Tuesday, February 16, 2016

Marianne Faithfull - Love in a Mist


Marianne Faithfull's fifth album, released in 1967, they did these things quickly back in those days,  is a mixed bag. It'll cost you a pretty penny to get yourself an original vinyl copy nowadays, but is not really worth the investment apart from a few tracks. It's certainly an inconsistent and slightly schizophrenic listen. Book-ended by a couple of quite dreadful covers of The Beatles' Yesterday and West Side Stories' I Have a Love, it also contains a fair bit more variable filler, notably the two versions of Tim Hardin songs Don't Make Promises and Reason to Believe, who all and sundry seemed to be covering at this point in time, with variable levels of success, which she doesn't really do anything interesting with.



Persevere though because there is some good stuff on the record, the best of which I've tried to post here. More successful are her attempts at three Donovan songs In the Night Time, Young Girl Blues and Good Guys, the descending chords and introspective mindset of which seem to better approximate the slightly more plaintive but reflective mood she seems to fit best.
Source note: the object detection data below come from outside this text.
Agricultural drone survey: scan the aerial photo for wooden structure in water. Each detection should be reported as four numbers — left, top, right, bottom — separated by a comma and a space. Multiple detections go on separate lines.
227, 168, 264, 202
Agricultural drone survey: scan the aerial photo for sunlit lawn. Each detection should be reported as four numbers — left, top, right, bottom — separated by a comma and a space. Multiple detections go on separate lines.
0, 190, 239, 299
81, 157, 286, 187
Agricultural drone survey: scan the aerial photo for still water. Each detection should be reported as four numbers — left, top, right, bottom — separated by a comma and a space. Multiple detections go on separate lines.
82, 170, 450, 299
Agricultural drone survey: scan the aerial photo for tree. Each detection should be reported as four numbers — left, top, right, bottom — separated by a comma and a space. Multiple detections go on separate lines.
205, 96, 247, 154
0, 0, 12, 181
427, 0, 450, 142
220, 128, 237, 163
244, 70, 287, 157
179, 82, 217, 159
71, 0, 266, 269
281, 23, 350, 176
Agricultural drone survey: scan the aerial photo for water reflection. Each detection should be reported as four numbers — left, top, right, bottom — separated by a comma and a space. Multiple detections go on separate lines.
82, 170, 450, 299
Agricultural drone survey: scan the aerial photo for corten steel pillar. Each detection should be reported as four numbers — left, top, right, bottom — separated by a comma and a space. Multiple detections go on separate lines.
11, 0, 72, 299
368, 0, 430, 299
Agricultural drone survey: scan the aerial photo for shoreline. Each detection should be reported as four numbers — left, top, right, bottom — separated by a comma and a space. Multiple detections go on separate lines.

The album also includes Little Bird and Counting, both previously released as singles by Faithfull, within her vocal range, still undoubtedly limited at this point in her career, but nicely orchestrated and hinting at the greater depth and poignancy she realised later on in her recording career. At this point she hasn't gathered the rich, dark and undoubtedly harrowing experiences she accrued as years passed or achieved the raspy tone that all that experience and nicotine and substance abuse would add to her armoury. Here, though aspiring to that well-worn, poetic tradition, she's often aiming for something she can't really hope to achieve.



The two French language covers, also a very in vogue thing to attempt at this point in time, Ne Me Quitte Pas and Coquillages, also fall slightly short of their target. Perhaps I'm being slightly harsh on the latter, a Marcel Stellman song. I'll post it here. Her version of Jackie DeShannon's With You in Mind, on the other hand, is indisputably a cracker. Here the slightness of her delivery is a match for the song's sentiments and the well-judged orchestral chamber arrangement.



It's in these songs that you get a sense of the small gem that she might have achieved with this record, had her management been more sensitive in term of the guiding advice of which material she should be covering, (because it's clearly thrown together with some urgency, to put product in the marketplace), or if she herself had had a clearer personal determination and sufficient leverage with those around her to push the album in a single direction. Sadly that was not the case at this point in proceedings, too much of this is aimed at the mainstream while her lifestyle, associates, (most obviously The Stones of course), and sensibility indicated what a more consistently bohemian framework might have achieved. Still, the six songs posted here are more than sufficient at fifty years remove. 


This was the last album Faithfull was to release for nine years. In the meantime, she lived to the full, still in the public glare for some of it but then falling away from it, in great danger of utterly disappearing through the cracks of life like so many of her generation. She came back to the recording studio an utterly different proposition and certainly not a puppet of any description as she comes across on many of the songs I haven't posted here from this record.  Everything she's released since speaks of those lost years and the fact most of all that she managed to survived them. Here are some excerpts from a more innocent and surely for her at least, a rather happier time.